Friday, October 08, 2004

Comic book artist recreates ancient Rome

Seattle Post-Intelligencer: "Imagine ancient Rome before its fall: The some 1,350 fountains still trickle with water, the 1,790 palaces haven't fallen to ruins and the 240 public latrines are still in business.

In painstaking detail, French comic book artist Gilles Chaillet has brought the ancient city back to life with an immense map based on a lifetime of research and a touch of artistic license.

Chaillet's immense map is colored in with cheerful greens, russets and pearly tones by his wife, Chantal. Looking at it, you can imagine a day's stroll in Rome circa 314 A.D.: a leisurely morning at the bathhouses, a stop at the market to buy some chickpeas and trip to the Circus Maximus to take in a chariot race.

He set his map in 314 A.D. because the majestic and well-preserved Arch of Constantine wasn't built until around then, and he felt most Rome-lovers couldn't imagine the city without it.

At that time, Rome had about 1 million inhabitants and was ruled by Constantine I, who legalized Christianity.

When Chaillet finally sat down to sketch the 11 foot-by-6.5 foot map, he spent 5,000 hours at the drawing board.
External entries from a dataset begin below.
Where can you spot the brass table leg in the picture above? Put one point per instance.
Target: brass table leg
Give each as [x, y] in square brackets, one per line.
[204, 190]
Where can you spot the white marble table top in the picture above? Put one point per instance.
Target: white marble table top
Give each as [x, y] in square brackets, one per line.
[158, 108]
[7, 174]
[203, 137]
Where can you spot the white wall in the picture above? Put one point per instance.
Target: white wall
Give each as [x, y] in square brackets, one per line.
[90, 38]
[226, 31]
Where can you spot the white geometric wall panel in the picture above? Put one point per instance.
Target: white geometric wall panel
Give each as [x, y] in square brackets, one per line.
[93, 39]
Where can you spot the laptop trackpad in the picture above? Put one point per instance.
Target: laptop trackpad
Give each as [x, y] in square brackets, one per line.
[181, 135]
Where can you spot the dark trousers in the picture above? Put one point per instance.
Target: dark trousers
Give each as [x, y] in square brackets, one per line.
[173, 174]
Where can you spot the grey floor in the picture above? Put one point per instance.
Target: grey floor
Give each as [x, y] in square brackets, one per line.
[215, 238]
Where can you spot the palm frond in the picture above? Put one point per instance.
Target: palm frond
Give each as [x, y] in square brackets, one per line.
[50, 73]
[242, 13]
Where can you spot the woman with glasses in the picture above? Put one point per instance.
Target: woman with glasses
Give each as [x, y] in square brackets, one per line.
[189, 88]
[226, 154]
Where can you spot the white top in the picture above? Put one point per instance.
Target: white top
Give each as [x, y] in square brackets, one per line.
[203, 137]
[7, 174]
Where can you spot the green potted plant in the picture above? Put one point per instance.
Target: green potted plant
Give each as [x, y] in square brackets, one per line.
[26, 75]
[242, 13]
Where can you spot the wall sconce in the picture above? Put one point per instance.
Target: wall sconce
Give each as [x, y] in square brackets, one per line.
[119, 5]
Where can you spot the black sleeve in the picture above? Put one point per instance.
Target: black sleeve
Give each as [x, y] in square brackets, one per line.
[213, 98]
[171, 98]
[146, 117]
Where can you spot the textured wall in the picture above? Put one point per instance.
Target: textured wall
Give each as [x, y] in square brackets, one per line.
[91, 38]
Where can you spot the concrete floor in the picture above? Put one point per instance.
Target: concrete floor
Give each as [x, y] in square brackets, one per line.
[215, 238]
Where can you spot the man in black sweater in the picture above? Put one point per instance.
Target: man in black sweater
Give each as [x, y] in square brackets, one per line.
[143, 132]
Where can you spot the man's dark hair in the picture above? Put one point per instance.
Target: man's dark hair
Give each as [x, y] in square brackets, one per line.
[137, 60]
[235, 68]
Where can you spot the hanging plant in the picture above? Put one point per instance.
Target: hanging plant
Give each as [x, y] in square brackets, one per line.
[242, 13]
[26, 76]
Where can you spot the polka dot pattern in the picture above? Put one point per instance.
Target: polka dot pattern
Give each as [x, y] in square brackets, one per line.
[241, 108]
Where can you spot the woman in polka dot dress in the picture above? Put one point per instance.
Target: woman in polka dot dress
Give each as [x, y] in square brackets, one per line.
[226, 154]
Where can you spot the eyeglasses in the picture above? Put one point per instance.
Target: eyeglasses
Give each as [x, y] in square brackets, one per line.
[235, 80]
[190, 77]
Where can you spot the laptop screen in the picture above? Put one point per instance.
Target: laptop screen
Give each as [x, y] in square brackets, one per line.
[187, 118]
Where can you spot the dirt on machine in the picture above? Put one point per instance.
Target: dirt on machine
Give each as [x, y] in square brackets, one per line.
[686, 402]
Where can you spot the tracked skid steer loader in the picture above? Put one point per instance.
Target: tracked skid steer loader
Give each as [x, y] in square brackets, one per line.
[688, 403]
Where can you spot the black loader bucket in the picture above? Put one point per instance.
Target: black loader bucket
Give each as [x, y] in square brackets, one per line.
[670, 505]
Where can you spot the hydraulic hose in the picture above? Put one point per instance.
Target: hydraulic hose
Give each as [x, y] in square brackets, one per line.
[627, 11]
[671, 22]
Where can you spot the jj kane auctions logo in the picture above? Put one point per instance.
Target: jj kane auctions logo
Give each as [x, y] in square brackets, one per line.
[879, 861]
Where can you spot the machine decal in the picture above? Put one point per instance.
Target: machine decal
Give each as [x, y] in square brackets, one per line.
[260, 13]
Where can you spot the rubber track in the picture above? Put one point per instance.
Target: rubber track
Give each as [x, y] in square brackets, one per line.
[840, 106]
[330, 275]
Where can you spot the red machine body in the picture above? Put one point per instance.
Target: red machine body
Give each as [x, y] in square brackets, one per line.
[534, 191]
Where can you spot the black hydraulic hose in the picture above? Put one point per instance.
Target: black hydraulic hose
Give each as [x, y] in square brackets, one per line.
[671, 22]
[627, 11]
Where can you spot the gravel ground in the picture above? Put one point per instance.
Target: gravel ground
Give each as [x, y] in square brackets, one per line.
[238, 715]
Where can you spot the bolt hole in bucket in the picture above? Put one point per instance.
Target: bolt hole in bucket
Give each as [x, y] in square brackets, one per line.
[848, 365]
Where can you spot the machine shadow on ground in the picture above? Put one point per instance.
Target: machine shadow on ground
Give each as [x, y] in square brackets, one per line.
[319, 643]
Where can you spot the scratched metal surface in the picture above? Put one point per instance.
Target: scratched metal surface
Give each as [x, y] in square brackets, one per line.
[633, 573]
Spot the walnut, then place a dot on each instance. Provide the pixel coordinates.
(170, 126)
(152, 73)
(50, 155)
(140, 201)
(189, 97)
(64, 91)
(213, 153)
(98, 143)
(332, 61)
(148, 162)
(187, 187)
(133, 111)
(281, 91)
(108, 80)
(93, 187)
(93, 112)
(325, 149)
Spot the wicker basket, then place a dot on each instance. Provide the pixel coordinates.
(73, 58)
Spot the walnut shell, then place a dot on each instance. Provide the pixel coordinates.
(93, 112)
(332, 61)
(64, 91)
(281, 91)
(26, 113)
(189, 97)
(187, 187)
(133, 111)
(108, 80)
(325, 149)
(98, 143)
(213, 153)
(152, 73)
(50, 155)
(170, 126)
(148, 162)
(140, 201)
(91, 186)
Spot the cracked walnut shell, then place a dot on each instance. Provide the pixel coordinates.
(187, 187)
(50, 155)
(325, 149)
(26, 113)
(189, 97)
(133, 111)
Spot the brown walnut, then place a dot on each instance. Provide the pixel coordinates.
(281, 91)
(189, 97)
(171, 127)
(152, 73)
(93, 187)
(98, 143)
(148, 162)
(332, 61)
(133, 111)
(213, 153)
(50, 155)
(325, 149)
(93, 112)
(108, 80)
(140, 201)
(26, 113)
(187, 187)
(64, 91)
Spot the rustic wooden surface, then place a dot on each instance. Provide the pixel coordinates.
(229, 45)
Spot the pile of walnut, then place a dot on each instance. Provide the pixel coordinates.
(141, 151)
His wife spent another 3,000 hours coloring it in.

Chaillet thinks that about 5 percent of the map's 13,000 buildings are completely accurate. About 30 percent are fairly accurate, and the rest is based on educated guesses, he said."

Tuesday, October 05, 2004

Hannibal ad portas - The Power and Wealth of Carthage

"It was said that Hannibal took an oath from his father when he was 9, that he would hate Rome for life. Also Carthage?s Queen Dido was quoted as saying: "Neither love nor treaty shall there be between the nations... Let your shores oppose their shores, your waves their waves, your arms their arms. This is my prayer let them fight, they and their sons', forever."

Following Hannibal's trail, selected items from a total of 450 exhibits can be touched and explored at a new exhibit running through January 30, 2005 at the state museum in Karlsruhe, Germany.